While he was here I actually got to work at the Word Camp booth, got to hang out with them, because the company I work for did all the branding for Shifter and we got to name it too, which was a really fun project.

But he introduced me to, I'm probably going to ruin this name but, Okonomiyaki, which is a Japanese pizza. And it is delicious. I recommend anyone who hasn't tried it, if they know a place they can go to try it, or if they want to make it at home, it's really simple. Basically it's like a pancake with cabbage and like a sauce, and you can add bacon, little tiny shrimps, it takes like no time to make and you can like bang out like 10, 12 of them if you're at a party, and they're delicious.

Brian: My world just opened up, I had no idea about this, Japanese pizza.

Dan: Yeah, Japanese street food, I'm all about it now.

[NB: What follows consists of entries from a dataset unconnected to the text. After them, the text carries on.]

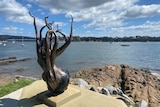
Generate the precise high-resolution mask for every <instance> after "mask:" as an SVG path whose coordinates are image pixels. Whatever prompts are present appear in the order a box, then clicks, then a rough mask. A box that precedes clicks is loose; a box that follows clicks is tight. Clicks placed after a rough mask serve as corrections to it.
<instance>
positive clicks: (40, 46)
mask: <svg viewBox="0 0 160 107" xmlns="http://www.w3.org/2000/svg"><path fill="white" fill-rule="evenodd" d="M29 14H30V16H31V17H32V18H33V19H34V21H33V25H34V29H35V34H36V51H37V57H38V59H37V62H38V64H39V65H40V66H41V68H42V69H43V71H44V72H43V74H42V78H43V80H44V81H45V82H46V84H47V87H48V90H49V91H50V92H51V93H52V94H56V95H58V94H61V93H63V92H64V91H65V90H66V89H67V86H68V84H69V78H70V77H69V72H68V71H65V70H62V69H61V68H58V67H56V65H55V59H56V57H57V56H59V55H60V54H62V53H63V52H64V50H65V49H66V48H67V47H68V46H69V44H70V43H71V39H72V31H73V30H72V29H73V17H72V16H71V30H70V36H69V37H68V38H67V37H66V35H65V34H64V33H62V32H61V31H60V30H59V29H58V27H57V30H54V28H53V27H52V25H51V24H50V23H48V22H47V18H48V17H45V25H44V26H43V27H42V28H41V29H40V31H39V33H38V29H37V26H36V19H35V17H34V16H33V15H32V14H31V13H29ZM46 27H47V29H48V31H47V32H46V35H45V38H43V37H42V31H43V30H44V28H46ZM57 33H59V34H61V35H62V36H63V37H64V39H65V43H64V44H63V45H61V46H60V47H59V46H58V39H59V37H58V34H57Z"/></svg>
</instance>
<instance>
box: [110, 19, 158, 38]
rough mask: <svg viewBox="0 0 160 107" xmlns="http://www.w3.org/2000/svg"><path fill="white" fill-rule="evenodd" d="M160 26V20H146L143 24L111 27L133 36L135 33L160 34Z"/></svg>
mask: <svg viewBox="0 0 160 107" xmlns="http://www.w3.org/2000/svg"><path fill="white" fill-rule="evenodd" d="M159 28H160V21H158V22H153V21H146V22H145V23H143V24H142V25H137V26H135V25H133V26H128V27H115V28H111V32H117V33H122V34H124V33H126V34H128V35H129V36H131V34H132V35H133V34H134V36H135V35H141V36H143V35H149V36H151V35H152V36H159V34H160V31H159Z"/></svg>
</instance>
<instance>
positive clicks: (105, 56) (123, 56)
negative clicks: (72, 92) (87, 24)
mask: <svg viewBox="0 0 160 107" xmlns="http://www.w3.org/2000/svg"><path fill="white" fill-rule="evenodd" d="M24 44H25V45H24V46H21V42H16V43H11V42H7V43H6V46H3V45H0V59H3V58H8V57H13V56H15V57H17V59H22V58H31V59H30V60H27V61H21V62H14V63H9V64H6V65H0V72H5V73H11V74H15V75H24V76H32V77H41V74H42V72H43V71H42V69H41V68H40V66H39V65H38V63H37V56H36V48H35V42H24ZM60 44H62V43H60ZM122 45H123V46H122ZM55 63H56V65H57V66H58V67H60V68H62V69H66V70H68V71H69V72H70V74H71V75H72V76H73V75H74V74H75V72H77V71H79V70H83V69H86V68H90V67H101V66H105V65H107V64H127V65H129V66H131V67H135V68H145V69H149V70H151V71H153V72H157V73H160V42H112V43H110V42H72V43H71V44H70V45H69V47H68V48H67V49H66V50H65V51H64V52H63V53H62V54H61V55H60V56H58V57H57V58H56V62H55Z"/></svg>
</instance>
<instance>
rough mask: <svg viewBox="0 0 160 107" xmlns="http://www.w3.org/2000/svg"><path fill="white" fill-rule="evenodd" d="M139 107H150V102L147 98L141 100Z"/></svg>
mask: <svg viewBox="0 0 160 107" xmlns="http://www.w3.org/2000/svg"><path fill="white" fill-rule="evenodd" d="M138 107H148V103H147V102H146V101H145V100H141V101H140V102H139V103H138Z"/></svg>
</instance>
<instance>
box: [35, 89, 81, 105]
mask: <svg viewBox="0 0 160 107" xmlns="http://www.w3.org/2000/svg"><path fill="white" fill-rule="evenodd" d="M80 95H81V91H80V90H78V89H76V88H73V87H70V86H69V87H68V88H67V90H65V91H64V92H63V93H62V94H59V95H57V96H52V95H51V93H50V92H49V91H45V92H43V93H40V94H38V95H37V99H38V100H40V101H42V102H44V103H45V104H46V105H49V106H51V107H60V106H61V105H63V104H64V103H66V102H68V101H70V100H72V99H74V98H76V97H78V96H80Z"/></svg>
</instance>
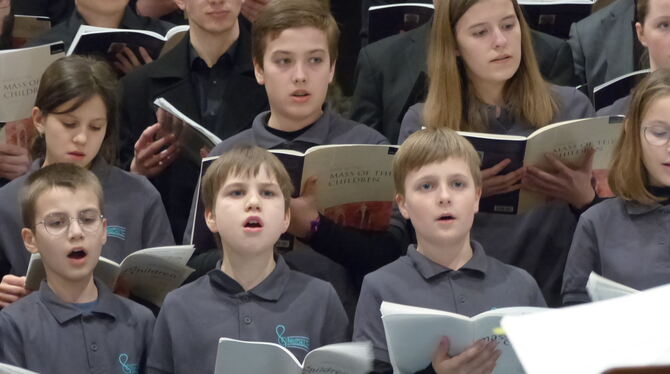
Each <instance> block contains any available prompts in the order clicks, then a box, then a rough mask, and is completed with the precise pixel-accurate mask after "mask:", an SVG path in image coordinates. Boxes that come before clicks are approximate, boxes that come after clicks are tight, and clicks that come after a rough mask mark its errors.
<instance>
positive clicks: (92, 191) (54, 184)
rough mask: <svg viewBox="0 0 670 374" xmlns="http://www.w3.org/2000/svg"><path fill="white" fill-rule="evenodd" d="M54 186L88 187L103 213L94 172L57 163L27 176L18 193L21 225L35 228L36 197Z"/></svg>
mask: <svg viewBox="0 0 670 374" xmlns="http://www.w3.org/2000/svg"><path fill="white" fill-rule="evenodd" d="M56 187H61V188H67V189H69V190H71V191H75V190H77V189H83V188H86V189H90V190H91V191H92V192H93V193H94V194H95V196H96V197H97V198H98V208H99V209H100V213H101V214H104V211H103V208H104V203H103V200H104V199H103V192H102V186H101V185H100V181H99V180H98V178H97V177H96V176H95V174H93V173H92V172H90V171H88V170H86V169H84V168H82V167H81V166H78V165H75V164H67V163H58V164H52V165H48V166H45V167H43V168H40V169H39V170H37V171H35V172H34V173H32V174H30V176H28V179H27V180H26V182H25V184H24V186H23V188H22V189H21V195H20V196H21V213H22V218H23V227H26V228H29V229H31V230H34V229H35V220H36V218H35V213H36V212H37V199H39V197H40V196H42V195H43V194H44V192H46V191H49V190H51V189H52V188H56Z"/></svg>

Brian: Yeah, I'm curious if they have that in Japantown here. If not, I'm sure it's somewhere. My engineer is actually giving me the nod so I think I'll be checking it out this weekend. And then Shin, did you have a pick that you wanted to the share with the listeners?

Shin: Yeah, so I live on a small island. With 150 people. And 80% of the people are over 65. So, I get a lot of free food from people around there. I have a bunch of vegetables. So what I'm trying now is to cut the fish in the right way. And if you go to the supermarket the fish we get here is the whole fish itself. So, they just bring the fish and, "Hey, Shin, I'll give this to you." So, they are fishermen. I need to cut it all up, so I bought a nice knife for that, and then I'm looking into YouTube to see how to cut the different kinds of fish.

Brian: Wow, that's fascinating. I'm mean I've had Kanye picks in the past like for other episodes but that's gotta be one of the most interesting picks we have so far in the podcast so, I don't think he'd have a pick as interesting.

Dan: It's what Kanye would pick.

Brian: Yeah, that's right well Kanye's been picking a lot of weird things as of late but we won't get into that. What's the name of your island that you're on? Everybody's probably pretty curious.

Shin: So, it's Ogi Island, O-G-I.

Brian: Cool, well, guys I really appreciate you coming on the podcast talking about Shifter, talking about what you guys are doing and also talking about how to cut fish. Now I'm interested. Yeah, and I'm really happy to see what you guys come out with in the future for Shifter and how it grows.

Dan: Thanks Brian.

Shin: Thank you.

Brian: Yeah, thanks again and keep spreading the jam.